Let's Reminisce: Two Portuguese immigrants in the Old West

By Jerry Lincecum
Special to the Herald Democrat

We are often reminded that the US is a nation forged by immigrants, but there is one European country whose migrants here are rarely mentioned: Portugal. In particular their contribution to the settlement and development of the West has been slighted.

This was brought to my attention when a neighbor made a visit to her ancestral home, the Azores, a chain of islands that is part of Portugal. Her maternal grandfather, Manuel Brazil, immigrated to Boston at the age of eight, accompanied only by one family member, a cousin, just a few years older.

They arrived in New York, with placards telling their names and stating that they would be welcomed in California by relatives who had immigrated earlier. They made it to California and my neighbor’s grandfather later came to the Texas panhandle, which is where she was born and grew up.

Intrigued by this story, I asked for more background and was loaned a book entitled “Land, As Far As the Eye Can See,” by Donald Warrin and Geoffrey Gomes. From it I learned more about the lives of two immigrants from the Azores named Manuel Brazil, the elder being the uncle of my neighbor’s grandfather.

The uncle, Manuel S. Brazil was born in the Azores in 1850 and he immigrated to the US in 1866 at the age of 16. He eventually settled in the New Mexico territory and became a naturalized US citizen in 1872. Eight years later he purchased a ranch near Fort Sumner for $400, and one of the witness signatures on the deed was that of William Bonney, better known as Billy the Kid.

Although the Kid was already wanted for murder and known to be rustling cattle and horses, he remained on friendly terms with Brazil for a while. However, it was not long before Pat Garrett was elected sheriff of Lincoln County, New Mexico, and he set out to arrest the Kid in December 1880. At this point Manuel Brazil played a noteworthy role in helping Garrett bring about the capture of Billy the Kid.

On the evening of Dec. 19, after a confrontation with Garrett and a posse that resulted in the death of one member of his gang, Billy sought refuge on Brazil’s ranch. Confident that he was loyal to them, Billy asked Brazil to ride into Fort Sumner for supplies and information.

According to Garrett, Brazil came to him on the morning of Dec. 20 and reported that the Kid and his gang were crestfallen and vulnerable. The sheriff asked Brazil to go back and give the Kid misleading information, setting him up for capture. Eventually he was captured, and in April 1881 he was tried and sentenced to hang. Today Billy the Kid remains one of the most notorious figures from the era, and his life and likeness have been frequently dramatized in Westerns.

It was in the early 1890s that Brazil’s teen-aged nephew, also named Manuel, came to live with him in New Mexico. He remained with his uncle until 1910, and years later he was the source of information about the elder Brazil’s relationship with Billy the Kid and Pat Garrett. In 1896, when the nephew was 15, he moved with his uncle to the Texas Panhandle, the two of them establishing a ranch just south of the Canadian River on the semiarid grasslands of the Llano Estacado.

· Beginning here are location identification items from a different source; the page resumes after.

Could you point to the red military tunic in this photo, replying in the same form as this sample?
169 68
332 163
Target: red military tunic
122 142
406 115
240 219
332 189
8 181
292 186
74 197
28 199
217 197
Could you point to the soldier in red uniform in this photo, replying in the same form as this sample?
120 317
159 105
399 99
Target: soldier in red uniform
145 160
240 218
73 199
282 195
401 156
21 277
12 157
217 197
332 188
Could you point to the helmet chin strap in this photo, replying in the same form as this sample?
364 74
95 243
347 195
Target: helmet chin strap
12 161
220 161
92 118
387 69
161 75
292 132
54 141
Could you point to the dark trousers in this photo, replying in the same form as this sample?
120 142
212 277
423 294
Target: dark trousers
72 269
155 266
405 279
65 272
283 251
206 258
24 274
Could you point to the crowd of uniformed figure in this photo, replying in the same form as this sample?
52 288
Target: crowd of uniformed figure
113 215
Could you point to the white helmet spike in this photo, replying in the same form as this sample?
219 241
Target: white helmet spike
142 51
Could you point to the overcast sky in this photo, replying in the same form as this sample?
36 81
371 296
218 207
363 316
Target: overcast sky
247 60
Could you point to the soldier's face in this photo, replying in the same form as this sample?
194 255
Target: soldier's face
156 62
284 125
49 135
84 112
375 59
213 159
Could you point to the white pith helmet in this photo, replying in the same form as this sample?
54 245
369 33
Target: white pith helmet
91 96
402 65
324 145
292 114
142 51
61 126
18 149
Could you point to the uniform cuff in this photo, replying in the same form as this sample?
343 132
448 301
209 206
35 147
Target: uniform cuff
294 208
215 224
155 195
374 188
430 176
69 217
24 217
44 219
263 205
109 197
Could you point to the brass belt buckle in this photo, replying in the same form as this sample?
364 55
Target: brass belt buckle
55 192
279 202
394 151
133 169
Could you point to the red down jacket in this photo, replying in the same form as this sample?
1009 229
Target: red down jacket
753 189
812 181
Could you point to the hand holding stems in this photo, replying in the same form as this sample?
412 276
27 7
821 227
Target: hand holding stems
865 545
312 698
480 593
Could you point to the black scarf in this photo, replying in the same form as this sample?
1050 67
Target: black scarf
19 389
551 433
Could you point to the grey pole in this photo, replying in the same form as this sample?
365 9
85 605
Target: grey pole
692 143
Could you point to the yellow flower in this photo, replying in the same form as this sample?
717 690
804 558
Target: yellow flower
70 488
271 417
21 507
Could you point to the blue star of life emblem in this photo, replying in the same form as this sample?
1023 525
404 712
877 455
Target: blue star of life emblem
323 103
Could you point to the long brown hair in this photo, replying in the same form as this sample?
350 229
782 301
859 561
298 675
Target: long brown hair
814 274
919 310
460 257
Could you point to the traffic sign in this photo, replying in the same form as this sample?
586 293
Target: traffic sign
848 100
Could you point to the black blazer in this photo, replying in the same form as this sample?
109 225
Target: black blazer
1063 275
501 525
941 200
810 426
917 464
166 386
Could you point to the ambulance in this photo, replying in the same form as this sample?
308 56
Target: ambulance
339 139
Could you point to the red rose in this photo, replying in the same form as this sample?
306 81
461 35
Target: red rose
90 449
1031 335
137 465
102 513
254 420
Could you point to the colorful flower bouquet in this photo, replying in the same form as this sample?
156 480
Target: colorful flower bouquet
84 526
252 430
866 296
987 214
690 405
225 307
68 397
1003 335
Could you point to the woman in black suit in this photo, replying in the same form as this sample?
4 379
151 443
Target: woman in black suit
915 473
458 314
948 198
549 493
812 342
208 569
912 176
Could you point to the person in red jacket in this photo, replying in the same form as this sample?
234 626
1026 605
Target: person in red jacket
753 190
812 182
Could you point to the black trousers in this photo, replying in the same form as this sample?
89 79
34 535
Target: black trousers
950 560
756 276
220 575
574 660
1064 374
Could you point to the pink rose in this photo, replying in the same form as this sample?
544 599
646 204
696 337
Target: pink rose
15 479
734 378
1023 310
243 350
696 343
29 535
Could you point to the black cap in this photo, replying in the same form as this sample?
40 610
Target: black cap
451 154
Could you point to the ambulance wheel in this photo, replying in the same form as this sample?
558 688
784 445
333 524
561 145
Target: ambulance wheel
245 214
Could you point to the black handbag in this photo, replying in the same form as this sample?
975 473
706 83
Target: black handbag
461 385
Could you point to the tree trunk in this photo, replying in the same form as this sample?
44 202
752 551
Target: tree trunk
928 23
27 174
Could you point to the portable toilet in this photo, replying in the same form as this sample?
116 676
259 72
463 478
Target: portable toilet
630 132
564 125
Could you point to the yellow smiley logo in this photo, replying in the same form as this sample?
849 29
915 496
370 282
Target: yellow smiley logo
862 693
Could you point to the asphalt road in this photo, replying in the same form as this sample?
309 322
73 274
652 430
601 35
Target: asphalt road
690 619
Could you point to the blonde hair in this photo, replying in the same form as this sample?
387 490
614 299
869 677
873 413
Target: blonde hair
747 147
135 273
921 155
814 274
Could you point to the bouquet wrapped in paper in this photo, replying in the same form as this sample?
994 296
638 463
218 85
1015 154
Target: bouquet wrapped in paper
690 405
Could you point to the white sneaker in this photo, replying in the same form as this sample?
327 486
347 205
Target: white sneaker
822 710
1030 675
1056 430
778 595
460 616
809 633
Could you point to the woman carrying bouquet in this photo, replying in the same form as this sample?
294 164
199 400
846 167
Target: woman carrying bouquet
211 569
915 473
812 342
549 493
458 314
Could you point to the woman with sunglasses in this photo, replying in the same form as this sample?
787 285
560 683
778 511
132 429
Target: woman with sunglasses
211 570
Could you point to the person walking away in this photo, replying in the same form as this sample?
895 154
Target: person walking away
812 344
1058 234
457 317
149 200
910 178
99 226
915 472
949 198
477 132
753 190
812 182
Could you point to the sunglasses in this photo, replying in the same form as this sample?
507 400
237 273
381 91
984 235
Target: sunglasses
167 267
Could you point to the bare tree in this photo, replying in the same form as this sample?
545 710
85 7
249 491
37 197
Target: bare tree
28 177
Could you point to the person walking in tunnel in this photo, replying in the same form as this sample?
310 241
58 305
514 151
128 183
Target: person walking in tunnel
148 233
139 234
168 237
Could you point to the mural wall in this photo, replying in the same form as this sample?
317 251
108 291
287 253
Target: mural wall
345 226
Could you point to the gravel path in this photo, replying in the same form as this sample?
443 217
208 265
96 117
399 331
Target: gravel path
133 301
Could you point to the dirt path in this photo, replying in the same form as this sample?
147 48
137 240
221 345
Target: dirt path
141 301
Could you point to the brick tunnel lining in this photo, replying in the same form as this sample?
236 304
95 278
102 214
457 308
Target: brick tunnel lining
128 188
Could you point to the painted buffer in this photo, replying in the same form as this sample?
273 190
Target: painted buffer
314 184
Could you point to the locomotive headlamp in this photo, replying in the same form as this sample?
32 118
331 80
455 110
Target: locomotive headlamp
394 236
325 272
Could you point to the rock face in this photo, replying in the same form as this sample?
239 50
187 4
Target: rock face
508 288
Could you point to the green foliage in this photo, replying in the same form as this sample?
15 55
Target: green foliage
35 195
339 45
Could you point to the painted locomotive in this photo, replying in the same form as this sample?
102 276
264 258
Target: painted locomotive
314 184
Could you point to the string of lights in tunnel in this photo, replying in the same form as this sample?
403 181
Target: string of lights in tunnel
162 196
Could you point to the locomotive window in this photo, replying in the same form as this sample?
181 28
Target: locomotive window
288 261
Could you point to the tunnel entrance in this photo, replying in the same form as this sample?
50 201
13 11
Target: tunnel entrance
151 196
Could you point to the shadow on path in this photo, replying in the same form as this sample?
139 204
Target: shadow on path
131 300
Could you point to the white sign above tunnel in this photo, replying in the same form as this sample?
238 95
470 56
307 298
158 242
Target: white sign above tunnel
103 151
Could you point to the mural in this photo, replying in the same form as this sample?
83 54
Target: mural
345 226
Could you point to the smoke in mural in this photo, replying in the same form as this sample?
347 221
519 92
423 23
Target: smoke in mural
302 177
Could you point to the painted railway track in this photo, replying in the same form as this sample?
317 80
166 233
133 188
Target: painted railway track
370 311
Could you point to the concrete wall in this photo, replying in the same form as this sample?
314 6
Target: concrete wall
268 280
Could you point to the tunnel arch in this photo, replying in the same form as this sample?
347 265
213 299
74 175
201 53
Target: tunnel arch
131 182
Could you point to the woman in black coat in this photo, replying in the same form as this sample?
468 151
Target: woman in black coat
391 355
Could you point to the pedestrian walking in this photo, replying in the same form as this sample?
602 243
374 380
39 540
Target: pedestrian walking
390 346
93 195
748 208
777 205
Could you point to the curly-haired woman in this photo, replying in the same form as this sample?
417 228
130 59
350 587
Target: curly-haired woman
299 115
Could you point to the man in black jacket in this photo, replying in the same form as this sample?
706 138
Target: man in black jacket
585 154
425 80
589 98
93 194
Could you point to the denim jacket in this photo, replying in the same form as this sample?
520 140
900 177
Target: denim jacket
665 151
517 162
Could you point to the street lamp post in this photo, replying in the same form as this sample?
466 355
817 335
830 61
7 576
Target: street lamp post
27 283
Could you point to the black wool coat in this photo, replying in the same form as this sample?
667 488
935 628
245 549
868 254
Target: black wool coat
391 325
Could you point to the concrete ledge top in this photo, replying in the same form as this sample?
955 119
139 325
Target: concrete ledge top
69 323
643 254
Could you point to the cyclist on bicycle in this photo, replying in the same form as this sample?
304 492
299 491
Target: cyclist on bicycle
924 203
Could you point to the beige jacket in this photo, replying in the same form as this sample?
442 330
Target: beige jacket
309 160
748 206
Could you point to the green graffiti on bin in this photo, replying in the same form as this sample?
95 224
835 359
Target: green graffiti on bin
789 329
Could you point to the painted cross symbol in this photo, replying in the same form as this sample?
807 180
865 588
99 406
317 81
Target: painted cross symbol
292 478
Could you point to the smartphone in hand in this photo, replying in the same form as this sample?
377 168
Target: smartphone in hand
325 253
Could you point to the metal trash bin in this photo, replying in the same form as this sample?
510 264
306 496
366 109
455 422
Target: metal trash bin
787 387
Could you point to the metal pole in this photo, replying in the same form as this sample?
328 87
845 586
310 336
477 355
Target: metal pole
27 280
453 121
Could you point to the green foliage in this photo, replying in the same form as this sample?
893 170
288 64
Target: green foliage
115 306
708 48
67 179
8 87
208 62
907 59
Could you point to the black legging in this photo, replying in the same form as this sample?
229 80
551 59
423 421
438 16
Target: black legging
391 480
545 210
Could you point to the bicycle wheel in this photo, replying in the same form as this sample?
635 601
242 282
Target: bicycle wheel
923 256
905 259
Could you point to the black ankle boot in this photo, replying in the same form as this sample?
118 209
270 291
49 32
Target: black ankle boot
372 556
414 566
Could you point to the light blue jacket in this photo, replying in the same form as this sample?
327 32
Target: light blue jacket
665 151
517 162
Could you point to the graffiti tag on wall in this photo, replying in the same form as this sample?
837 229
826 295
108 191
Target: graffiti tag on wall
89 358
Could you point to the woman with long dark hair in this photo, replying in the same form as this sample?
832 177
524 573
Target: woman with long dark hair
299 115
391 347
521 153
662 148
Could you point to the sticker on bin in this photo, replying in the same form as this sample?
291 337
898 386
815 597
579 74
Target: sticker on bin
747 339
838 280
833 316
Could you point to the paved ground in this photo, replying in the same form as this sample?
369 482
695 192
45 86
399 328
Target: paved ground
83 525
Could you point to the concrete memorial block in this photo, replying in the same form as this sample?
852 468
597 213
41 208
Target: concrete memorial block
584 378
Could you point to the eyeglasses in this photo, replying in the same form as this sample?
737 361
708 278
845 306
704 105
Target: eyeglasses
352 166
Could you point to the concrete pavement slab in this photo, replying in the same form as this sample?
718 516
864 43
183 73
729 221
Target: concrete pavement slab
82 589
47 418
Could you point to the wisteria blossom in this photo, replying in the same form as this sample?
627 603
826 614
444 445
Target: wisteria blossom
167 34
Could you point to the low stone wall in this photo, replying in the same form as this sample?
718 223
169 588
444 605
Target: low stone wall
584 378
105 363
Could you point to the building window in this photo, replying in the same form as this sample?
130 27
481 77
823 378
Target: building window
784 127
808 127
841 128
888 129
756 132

They operated the ranch for more than 20 years, and Brazil senior became a prominent citizen of Roberts County. He sold his ranch in 1916, ahead of a collapse in beef prices, and invested in commercial real estate in Clarendon, another Panhandle town. However, by 1920 he had retired to Hot Springs, Arkansas. The nephew moved to California, but eventually came back to Plemons, TX, where he operated a large ranch. When the uncle died in 1928, he left some Panhandle properties to his nephew.

The younger Brazil had three children, including a daughter who became the mother of my neighbor. The theme of immigration was reflected doubly in her family, with a genetic inheritance of blue eyes that came from 18th century Flemish migrants to the Azores. One reason the Portuguese immigrants to this country often go unrecognized is their names are assumed to be of Spanish or Mexican origin.